Episode #10 - James Corcoran - Meet the founder of stage.gg and Head of Product at Mobalytics
In this episode we interview James Corcoran. James is currently the Head of Product at Mobalytics, a gaming analytics company based in Santa Monica.
He previously founded stage.gg, a site that was essentially the ESPN of the gaming world that published information on everything esports.
Stage.gg was acquired by Mobalytics in 2017 and has since ceased operation.
We talked with James about his inspiration for starting stage.gg, how it became such a rapid success, and why he chose to go the acquisition route as opposed to raising money and continuing to work on stage.gg
If you’re interested in the esports industry, then have a listen because we really get into the nitty gritty on this one.
Alma Mater: USC
Major: Computer Science (Gaming)
(edited and abridged)
What did you study in school and why?
In high school I dreamed of creating the next big shooter game. I didn’t know what I was doing but I was passionate and I had a lot of creative energy. When I saw the Computer Science Games major at USC my eyes lit up. My plan was to take this major, and my really great idea from high school -- spoiler alert: it wasn’t that great -- and make the next big game.
CS at USC was hard. I spent a lot of all-nighters working on projects. I quickly learned that although I was a competent engineer, that was not my passion. All I knew was that I wanted to work in games. My sophomore year I decided I wanted to be a game designer so I talked to a lot of people to see what I needed to do to get this done.
I quickly realized how competitive the games industry is, there’s lots of nerdy kids like me who dream of designing games and there’s not that many jobs where you can design games. If you don’t create games in your spare time and have a really strong portfolio, you don’t get internships and entry-level jobs. The only other way as far as I could tell was to start as a QA engineer and work your way up, which was not a path I was interested in taking.
I decided I needed to take initiative. I organized small teams with other students throughout college and organized hackathons. I tried to always work with people one to two years older than me and extract as much knowledge as I could. I just tried to build things and get it on my website and portfolio. I made sure that the people in my program knew who I was and I had something to show the outside world with my creations -- even it wasn’t the most significant project.
That was the single best thing I did in college for my career. The most important piece of advice I could give a student who wants to work in the tech or games is to work your butt off in college, make things happen, do hackathons, do side projects, network, start a business -- college is a time when you have endless energy and infinite connections that are living right next to you, take advantage of it.
Tell us about Stage.gg, the company you founded
Stage.gg was essentially like the ESPN for esports. People could come to our site and see everything they might want to know about the competitive gaming world of League of Legends.
First off, when I left my job at Graphiq I decided it would be the most financially sane decision to reduce my living expenses as much as possible. That meant that I was basically going to mooch off my friends and live off their couches for a few months.

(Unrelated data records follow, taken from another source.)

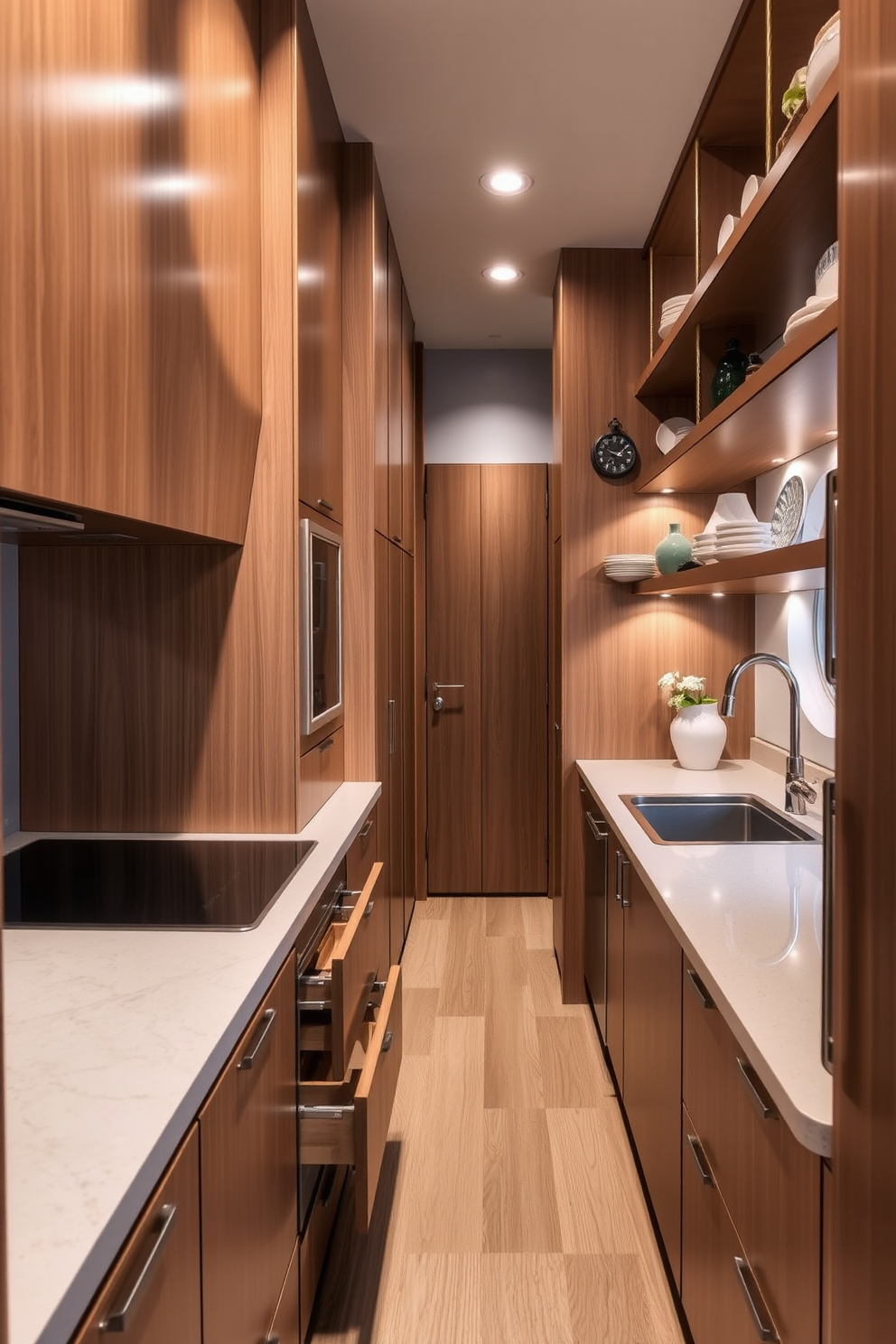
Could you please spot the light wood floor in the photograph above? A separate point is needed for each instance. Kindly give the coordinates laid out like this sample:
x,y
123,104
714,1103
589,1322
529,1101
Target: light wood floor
x,y
509,1209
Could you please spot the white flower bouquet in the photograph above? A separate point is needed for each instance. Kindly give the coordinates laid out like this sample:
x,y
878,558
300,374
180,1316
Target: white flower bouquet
x,y
688,690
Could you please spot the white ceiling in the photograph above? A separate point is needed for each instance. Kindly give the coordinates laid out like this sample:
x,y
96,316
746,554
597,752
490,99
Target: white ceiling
x,y
594,98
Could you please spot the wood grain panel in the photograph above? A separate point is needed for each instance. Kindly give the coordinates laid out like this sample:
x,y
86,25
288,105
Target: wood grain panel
x,y
248,1207
131,273
453,583
518,1200
395,420
515,677
864,1148
173,1304
319,289
322,770
652,1054
612,653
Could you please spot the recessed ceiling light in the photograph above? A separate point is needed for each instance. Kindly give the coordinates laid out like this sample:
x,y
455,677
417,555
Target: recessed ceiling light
x,y
505,182
502,273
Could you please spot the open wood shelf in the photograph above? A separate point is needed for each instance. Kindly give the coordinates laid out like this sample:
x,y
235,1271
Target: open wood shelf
x,y
786,409
766,269
793,569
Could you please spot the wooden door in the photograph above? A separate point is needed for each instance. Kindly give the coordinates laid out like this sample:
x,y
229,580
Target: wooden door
x,y
453,658
248,1173
515,679
652,1052
864,1137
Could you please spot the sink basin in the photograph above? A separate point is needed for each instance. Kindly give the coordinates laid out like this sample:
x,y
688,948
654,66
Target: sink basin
x,y
714,818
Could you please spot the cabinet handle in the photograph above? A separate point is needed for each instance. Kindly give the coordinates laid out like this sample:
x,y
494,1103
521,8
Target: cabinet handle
x,y
764,1330
755,1090
830,578
700,1160
118,1321
700,989
829,811
266,1023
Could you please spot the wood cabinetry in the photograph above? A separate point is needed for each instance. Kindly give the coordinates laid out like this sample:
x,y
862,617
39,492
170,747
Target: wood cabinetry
x,y
131,270
248,1191
154,1289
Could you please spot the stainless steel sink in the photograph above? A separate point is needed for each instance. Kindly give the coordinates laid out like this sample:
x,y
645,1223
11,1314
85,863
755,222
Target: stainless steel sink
x,y
714,818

Hiring the first set of engineers was really hard. I would say you need a solid founding team that are ready to quit their jobs and jump in with you. It took about 3-4 months to hire the first couple engineers.
Eventually we moved up to San Francisco and worked out of my apartment. It took a few months (and a few hiccups) but we had our MVP by late 2016.
We launched in January 2017 and really our site was pretty simple. We had standings, the matches that happened every day, statistics about the matches and the players.
Adoption happened really fast. We made a post on League of Legends subreddit, which at the time was one of the largest on Reddit, and it just exploded. We got 30-40 thousand users overnight. We had a ton of momentum, and it grew to 300-400 thousand active users in the first few months and then we started fundraising.
What did fundraising look like?
We wanted to raise funds to expand. We had created a successful formula with League of Legends. We wanted to expand the fan experience while finding ways to create value for other businesses in the esports industry. And we really need to grow our engineering staff to start supporting other games as well.
Fundraising is a grind. It’s a lot of cold emailing. It’s a lot of taking calls with people that are looking to do due diligence, who are not really serious about investing. We fundraised for awhile and had a few investors committed but had not finalized the round when we started receiving acquisition offers. One of those offers was from Mobalytics, a company we really respected and I just ended up really vibing with the leadership and team there.
They had a ton of momentum, they had recently won TechCrunch, they had investments from some of the top investors in the world and I thought they were attacking a really cool problem in a way I hadn’t seen before. So we made the decision to sell the company to Mobalytics instead of fundraising.
About Mobalytics (from Mobalytics)
Mobalytics is the 1st personal performance analytics for competitive League of Legends gamers. Our system uses in-game data that’s available through Riot’s API to calculate player performance and provide you with actionable advice on how to improve.